Smart beta: the adviser’s choice
We’ve talked extensively about the rise of smart beta and the disruption of active management. We think that smart beta products are a disruptive innovation with the potential to affect the businesses of active managers. Now we are finally witnessing active managers changing their businesses, highlighting that the disruption is well and truly underway.
VanEck’s most recent Smart Beta Survey shows advisers are flocking to smart beta, attracted by their performance, targeted outcome, diversification, lower fees relative to active and ease of use. Institutional investors have used smart beta as a low-cost way to invest and their genesis can be traced back to the 1970s. Smart beta strategies combine the systemic approaches of active management within the construct of a passive strategy, combining the best of both worlds.
At the forefront of smart beta innovation is another more recent innovation in investing: exchange traded funds or ‘ETFs’. Smart beta ETFs therefore combine the best aspects of active and passive management by tracking indices that deliver a chosen investment outcome, all the while retaining transparency, liquidity and ease of trading within defined rules.
We
think the disruption is well and truly underway.
This is not as surprising as it should be
Forewarning the rise of smart beta was a 2016 scholarly article published in the CFA Institute's Financial Analysts Journal. In their paper, ‘The Asset Manager's Dilemma: How Smart Beta is Disrupting the Investment Management Industry', authors Ronald Kahn and Michael Lemmon described smart beta as:
“A disruptive financial innovation with the potential to significantly affect the business of traditional active management.” (Kahn and Lemmon, 2016)
Their paper successfully illustrated that current fee levels, of the global equity universe they analysed, were inconsistent with the performance outcome. They are too high. Over 35% of global equity managers, according to Kahn and Lemmon’s analysis, will be disrupted by smart beta.

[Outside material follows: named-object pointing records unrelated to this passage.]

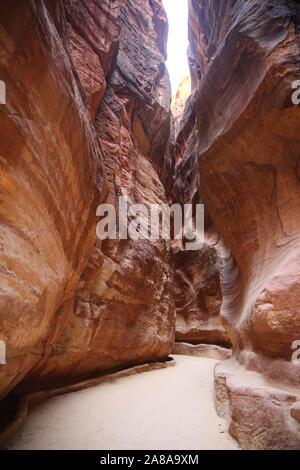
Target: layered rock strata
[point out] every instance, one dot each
(86, 120)
(248, 153)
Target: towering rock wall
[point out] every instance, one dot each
(247, 56)
(86, 120)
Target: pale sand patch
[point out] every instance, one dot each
(168, 409)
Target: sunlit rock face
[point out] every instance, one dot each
(248, 157)
(87, 120)
(179, 100)
(197, 286)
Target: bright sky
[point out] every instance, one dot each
(177, 11)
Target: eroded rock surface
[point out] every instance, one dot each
(87, 120)
(247, 157)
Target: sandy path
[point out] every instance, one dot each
(165, 409)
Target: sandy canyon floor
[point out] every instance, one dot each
(168, 409)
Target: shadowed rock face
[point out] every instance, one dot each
(247, 157)
(87, 120)
(197, 287)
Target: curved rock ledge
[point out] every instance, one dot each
(209, 351)
(23, 402)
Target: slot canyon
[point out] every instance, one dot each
(88, 120)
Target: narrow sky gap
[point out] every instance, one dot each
(177, 63)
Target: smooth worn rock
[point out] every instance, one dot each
(87, 88)
(247, 157)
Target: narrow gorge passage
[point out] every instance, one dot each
(93, 142)
(164, 409)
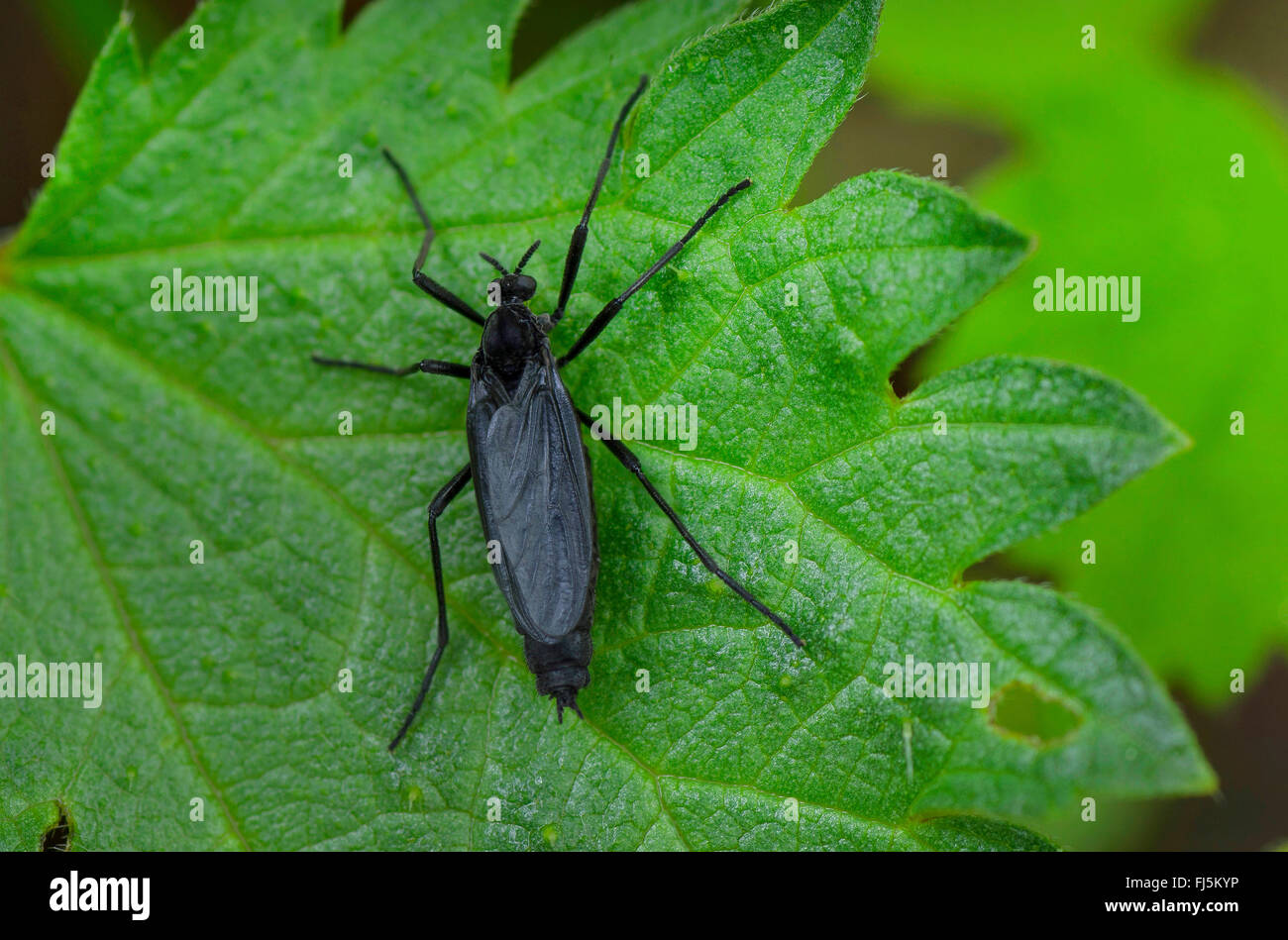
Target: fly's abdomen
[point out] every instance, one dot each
(562, 666)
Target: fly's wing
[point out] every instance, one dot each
(533, 494)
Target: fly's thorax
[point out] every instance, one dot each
(511, 338)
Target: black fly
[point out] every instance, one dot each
(529, 468)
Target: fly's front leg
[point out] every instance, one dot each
(436, 509)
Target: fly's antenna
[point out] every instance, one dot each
(492, 261)
(527, 257)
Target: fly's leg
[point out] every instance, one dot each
(426, 283)
(631, 463)
(610, 309)
(432, 366)
(436, 509)
(578, 244)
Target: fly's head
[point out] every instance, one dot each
(511, 287)
(513, 335)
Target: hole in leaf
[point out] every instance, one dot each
(1022, 711)
(1004, 567)
(58, 836)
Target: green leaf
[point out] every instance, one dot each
(1121, 161)
(222, 678)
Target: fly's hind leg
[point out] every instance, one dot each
(631, 463)
(436, 509)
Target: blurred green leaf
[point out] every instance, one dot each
(1121, 162)
(179, 426)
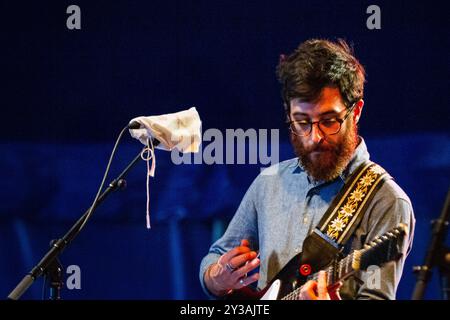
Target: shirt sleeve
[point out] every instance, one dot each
(243, 225)
(388, 211)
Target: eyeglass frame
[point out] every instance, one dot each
(311, 124)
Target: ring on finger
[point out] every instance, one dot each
(230, 267)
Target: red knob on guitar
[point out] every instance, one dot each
(305, 269)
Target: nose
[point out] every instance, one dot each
(316, 135)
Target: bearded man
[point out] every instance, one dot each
(322, 89)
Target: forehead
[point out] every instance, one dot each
(330, 100)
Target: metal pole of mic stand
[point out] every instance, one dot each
(436, 253)
(59, 245)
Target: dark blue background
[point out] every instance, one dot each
(65, 95)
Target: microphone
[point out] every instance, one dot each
(134, 125)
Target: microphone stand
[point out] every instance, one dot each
(49, 264)
(437, 255)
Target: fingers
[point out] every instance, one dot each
(243, 282)
(240, 260)
(245, 243)
(242, 272)
(234, 252)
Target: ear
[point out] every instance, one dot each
(358, 110)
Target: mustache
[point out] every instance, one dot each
(321, 148)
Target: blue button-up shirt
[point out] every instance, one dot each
(283, 205)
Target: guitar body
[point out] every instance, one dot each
(307, 264)
(291, 277)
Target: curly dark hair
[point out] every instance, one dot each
(319, 63)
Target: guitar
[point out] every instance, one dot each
(289, 281)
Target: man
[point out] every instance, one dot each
(322, 87)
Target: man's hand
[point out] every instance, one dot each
(230, 272)
(313, 290)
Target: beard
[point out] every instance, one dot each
(325, 162)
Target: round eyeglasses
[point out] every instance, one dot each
(327, 126)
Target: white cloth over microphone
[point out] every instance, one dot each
(180, 130)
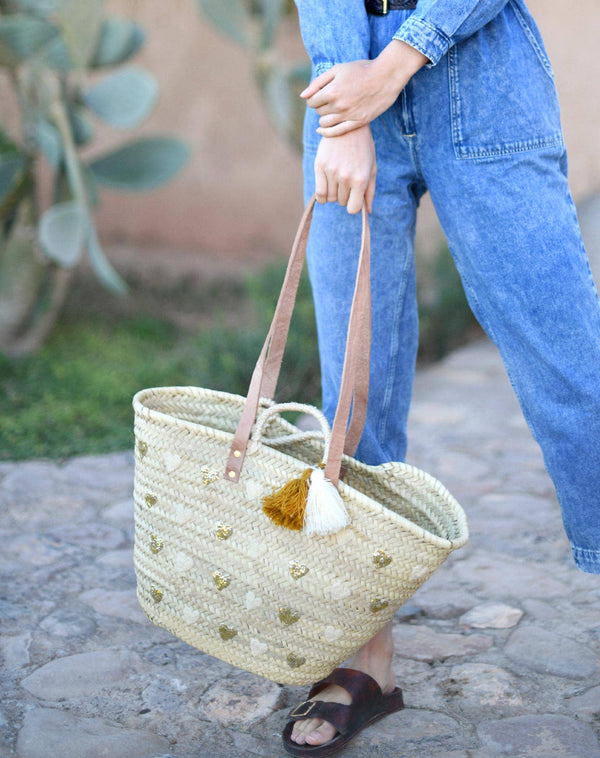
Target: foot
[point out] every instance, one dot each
(374, 659)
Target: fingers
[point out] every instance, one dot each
(370, 193)
(320, 184)
(330, 119)
(318, 83)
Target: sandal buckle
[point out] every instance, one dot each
(307, 707)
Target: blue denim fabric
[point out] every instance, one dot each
(480, 130)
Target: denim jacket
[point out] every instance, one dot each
(337, 31)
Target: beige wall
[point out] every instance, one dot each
(241, 193)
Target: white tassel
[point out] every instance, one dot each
(325, 510)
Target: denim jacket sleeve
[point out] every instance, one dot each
(338, 32)
(437, 25)
(334, 31)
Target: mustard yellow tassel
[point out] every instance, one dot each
(286, 506)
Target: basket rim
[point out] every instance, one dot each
(397, 466)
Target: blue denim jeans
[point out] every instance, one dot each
(481, 132)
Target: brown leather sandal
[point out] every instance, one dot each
(368, 705)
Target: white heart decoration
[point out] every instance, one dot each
(190, 615)
(257, 647)
(171, 461)
(252, 601)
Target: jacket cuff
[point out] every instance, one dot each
(424, 37)
(322, 67)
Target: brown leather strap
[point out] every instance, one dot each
(355, 375)
(362, 688)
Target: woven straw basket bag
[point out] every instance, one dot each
(289, 604)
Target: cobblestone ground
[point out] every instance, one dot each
(498, 654)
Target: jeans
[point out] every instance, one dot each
(481, 132)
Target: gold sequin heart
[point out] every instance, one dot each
(381, 559)
(295, 661)
(227, 632)
(378, 604)
(297, 570)
(221, 580)
(156, 544)
(223, 531)
(208, 475)
(287, 616)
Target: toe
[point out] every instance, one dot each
(302, 728)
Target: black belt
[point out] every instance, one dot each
(383, 7)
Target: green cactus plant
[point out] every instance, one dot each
(48, 48)
(254, 24)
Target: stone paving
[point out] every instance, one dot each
(498, 654)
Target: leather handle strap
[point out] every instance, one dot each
(354, 390)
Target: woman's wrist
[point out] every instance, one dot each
(399, 61)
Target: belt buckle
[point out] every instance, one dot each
(308, 706)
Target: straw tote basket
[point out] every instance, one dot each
(212, 568)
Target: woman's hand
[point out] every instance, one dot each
(351, 95)
(345, 169)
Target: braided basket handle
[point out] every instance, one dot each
(355, 376)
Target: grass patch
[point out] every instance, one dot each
(74, 396)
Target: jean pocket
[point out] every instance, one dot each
(502, 93)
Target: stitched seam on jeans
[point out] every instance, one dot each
(393, 362)
(453, 85)
(518, 146)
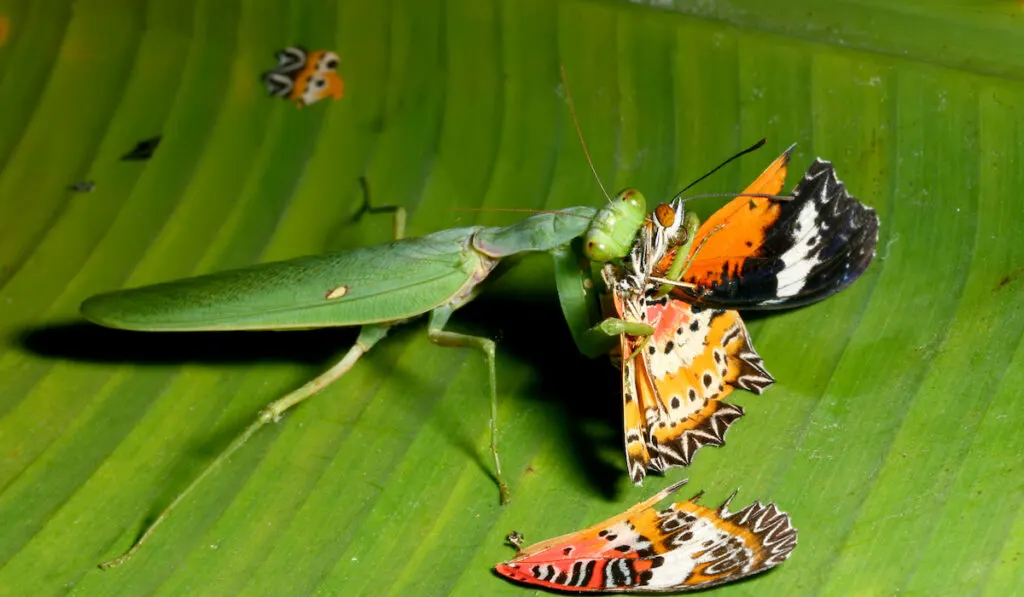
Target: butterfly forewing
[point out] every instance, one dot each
(768, 253)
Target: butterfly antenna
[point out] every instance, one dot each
(576, 121)
(753, 147)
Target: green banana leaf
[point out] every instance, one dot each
(893, 435)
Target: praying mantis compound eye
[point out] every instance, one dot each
(665, 214)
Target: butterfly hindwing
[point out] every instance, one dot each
(684, 547)
(674, 385)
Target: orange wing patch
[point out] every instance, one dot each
(682, 548)
(734, 232)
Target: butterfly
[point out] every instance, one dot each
(757, 252)
(684, 547)
(304, 77)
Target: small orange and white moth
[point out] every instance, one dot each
(304, 77)
(685, 547)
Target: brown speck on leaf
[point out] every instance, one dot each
(337, 292)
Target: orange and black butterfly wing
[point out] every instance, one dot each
(766, 253)
(685, 547)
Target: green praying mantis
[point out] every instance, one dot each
(381, 286)
(376, 288)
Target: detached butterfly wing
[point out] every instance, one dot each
(685, 547)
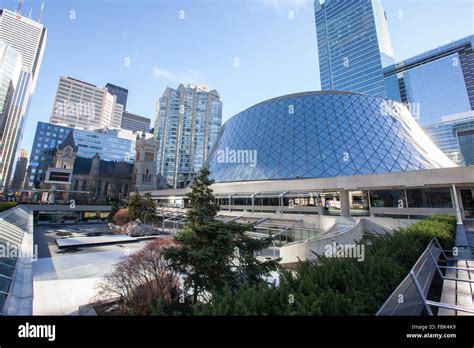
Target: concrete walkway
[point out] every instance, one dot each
(458, 292)
(99, 240)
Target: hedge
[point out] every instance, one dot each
(339, 286)
(7, 205)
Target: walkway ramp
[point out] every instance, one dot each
(458, 292)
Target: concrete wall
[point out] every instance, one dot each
(352, 233)
(305, 250)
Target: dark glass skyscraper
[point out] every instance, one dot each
(438, 87)
(120, 92)
(354, 45)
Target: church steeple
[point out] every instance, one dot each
(69, 141)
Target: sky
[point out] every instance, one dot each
(248, 50)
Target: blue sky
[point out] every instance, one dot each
(93, 39)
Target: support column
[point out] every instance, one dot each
(456, 204)
(345, 205)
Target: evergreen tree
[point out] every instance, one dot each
(148, 212)
(135, 207)
(113, 210)
(211, 254)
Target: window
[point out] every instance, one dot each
(388, 198)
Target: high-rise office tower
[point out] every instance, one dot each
(135, 122)
(188, 120)
(438, 87)
(18, 179)
(28, 39)
(354, 45)
(81, 104)
(120, 92)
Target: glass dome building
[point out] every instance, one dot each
(321, 134)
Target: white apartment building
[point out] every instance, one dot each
(81, 104)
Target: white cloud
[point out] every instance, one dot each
(185, 77)
(284, 5)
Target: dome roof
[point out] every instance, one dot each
(321, 134)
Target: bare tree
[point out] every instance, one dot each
(140, 278)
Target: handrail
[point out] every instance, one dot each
(428, 303)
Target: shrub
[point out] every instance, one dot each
(338, 286)
(7, 205)
(121, 217)
(141, 278)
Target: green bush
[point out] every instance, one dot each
(338, 286)
(7, 205)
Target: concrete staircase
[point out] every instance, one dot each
(458, 292)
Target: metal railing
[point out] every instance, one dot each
(410, 297)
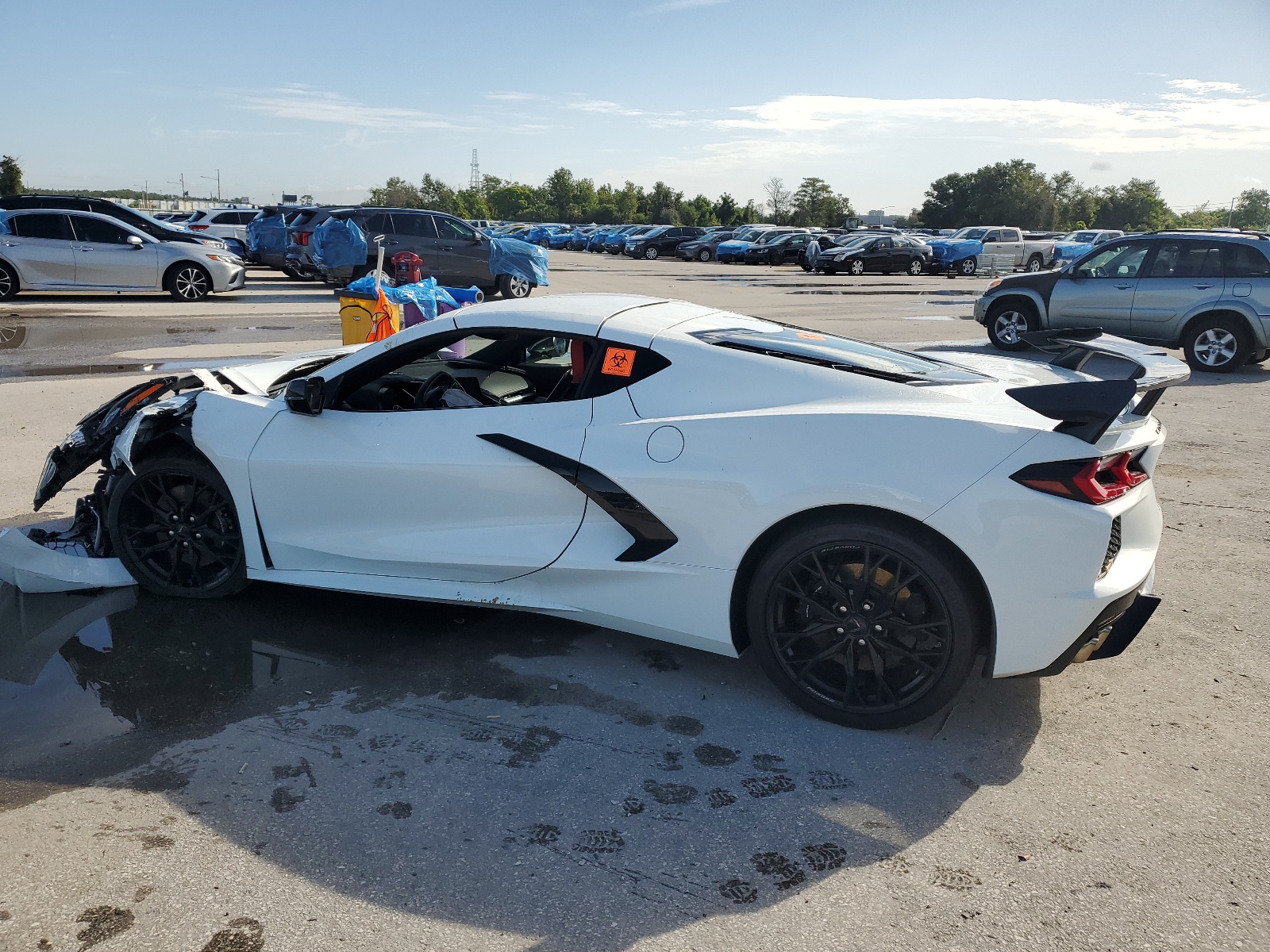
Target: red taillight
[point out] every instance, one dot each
(1094, 482)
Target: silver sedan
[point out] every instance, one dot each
(63, 251)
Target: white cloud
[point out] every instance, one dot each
(317, 106)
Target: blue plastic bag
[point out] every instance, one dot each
(520, 259)
(338, 243)
(267, 235)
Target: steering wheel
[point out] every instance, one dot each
(432, 390)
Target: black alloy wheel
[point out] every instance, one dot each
(175, 527)
(861, 625)
(8, 282)
(190, 282)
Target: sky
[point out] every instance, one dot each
(709, 95)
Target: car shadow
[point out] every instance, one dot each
(498, 770)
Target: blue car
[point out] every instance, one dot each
(1075, 244)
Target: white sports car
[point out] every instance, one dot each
(865, 520)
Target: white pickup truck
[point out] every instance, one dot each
(959, 251)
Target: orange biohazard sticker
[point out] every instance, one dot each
(619, 362)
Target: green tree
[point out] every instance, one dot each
(395, 194)
(1136, 206)
(10, 177)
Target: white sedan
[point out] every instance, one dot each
(868, 520)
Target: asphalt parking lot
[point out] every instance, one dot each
(295, 771)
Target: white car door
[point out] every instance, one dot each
(429, 493)
(105, 258)
(40, 248)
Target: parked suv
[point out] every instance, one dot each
(660, 240)
(48, 249)
(1206, 292)
(451, 249)
(222, 222)
(102, 206)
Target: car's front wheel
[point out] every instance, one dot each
(1007, 323)
(175, 527)
(1217, 346)
(8, 282)
(861, 624)
(514, 287)
(190, 282)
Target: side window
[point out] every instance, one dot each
(99, 232)
(46, 226)
(413, 225)
(1122, 259)
(452, 228)
(1245, 262)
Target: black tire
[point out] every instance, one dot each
(1007, 321)
(826, 609)
(8, 282)
(175, 527)
(514, 289)
(188, 282)
(1217, 344)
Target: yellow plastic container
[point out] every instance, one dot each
(357, 315)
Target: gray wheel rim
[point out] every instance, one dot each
(190, 283)
(1216, 347)
(1010, 327)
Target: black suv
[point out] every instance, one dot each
(451, 249)
(662, 240)
(103, 206)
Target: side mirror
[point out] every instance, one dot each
(305, 395)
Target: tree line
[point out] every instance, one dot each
(1018, 194)
(567, 198)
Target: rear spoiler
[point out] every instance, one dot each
(1087, 409)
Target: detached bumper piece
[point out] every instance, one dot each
(1108, 636)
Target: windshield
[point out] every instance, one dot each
(838, 353)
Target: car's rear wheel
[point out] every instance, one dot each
(1007, 323)
(514, 287)
(8, 282)
(1217, 346)
(175, 527)
(863, 625)
(190, 282)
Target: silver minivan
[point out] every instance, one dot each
(63, 251)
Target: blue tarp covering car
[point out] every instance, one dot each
(338, 243)
(520, 259)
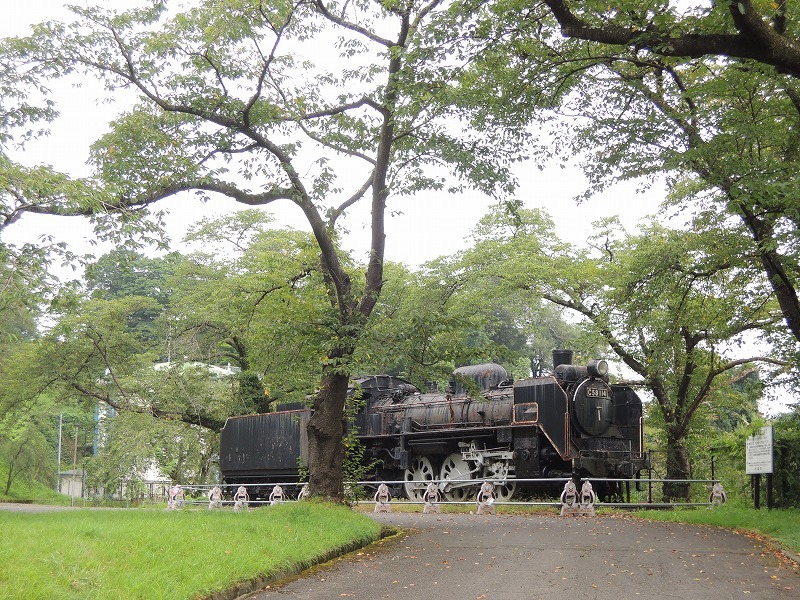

That figure might be too low.
The disruption is happening in Australia
VanEck’s recent, sixth annual Smart Beta Survey, the biggest survey of its kind worldwide, once again demonstrated that the most important factor for an adviser selecting smart beta is not fees. It is performance.
Source: VanEck Smart Beta Survey, 2021
Active managers should take note. This past week S&P released its most recent SPIVA report for Australian funds and once again it does not make good reading for active fund managers. The summary states: “For longer measured periods (3, 5, 10, and 15 years), the majority of active funds underperformed their respective benchmark indices across categories.”
More worrying for active managers, the VanEck Smart Beta Survey indicates over 50% of advisers are using smart beta to replace active managers. The reason is increased performance.
Source: VanEck Smart Beta Survey, 2021
The survey also found 99% of smart beta users are satisfied with their strategy. This finding has been consistent in every year of the survey. The disruption is happening. In practice, we are seeing this play out in global equities; smart beta strategies can consistently deliver investors active outcomes for low passive fees. The same is true of other asset classes.
There is no doubt that those active managers with an investing edge will continue to be selected in portfolios, but there are many active managers who underperform, as S&P have found. Active fund managers often use management jargon like ‘disruptive innovation’ in their marketing when they describe how they assess the companies and industries in which they invest.
Now, to compete with existing smart beta strategies they have to recognise the disruption in their own industry. At the very least, they need to lower fees to better reflect their performance. It is one way to ensure their long-term survival. Those with performance that does not match up to fees, will not survive.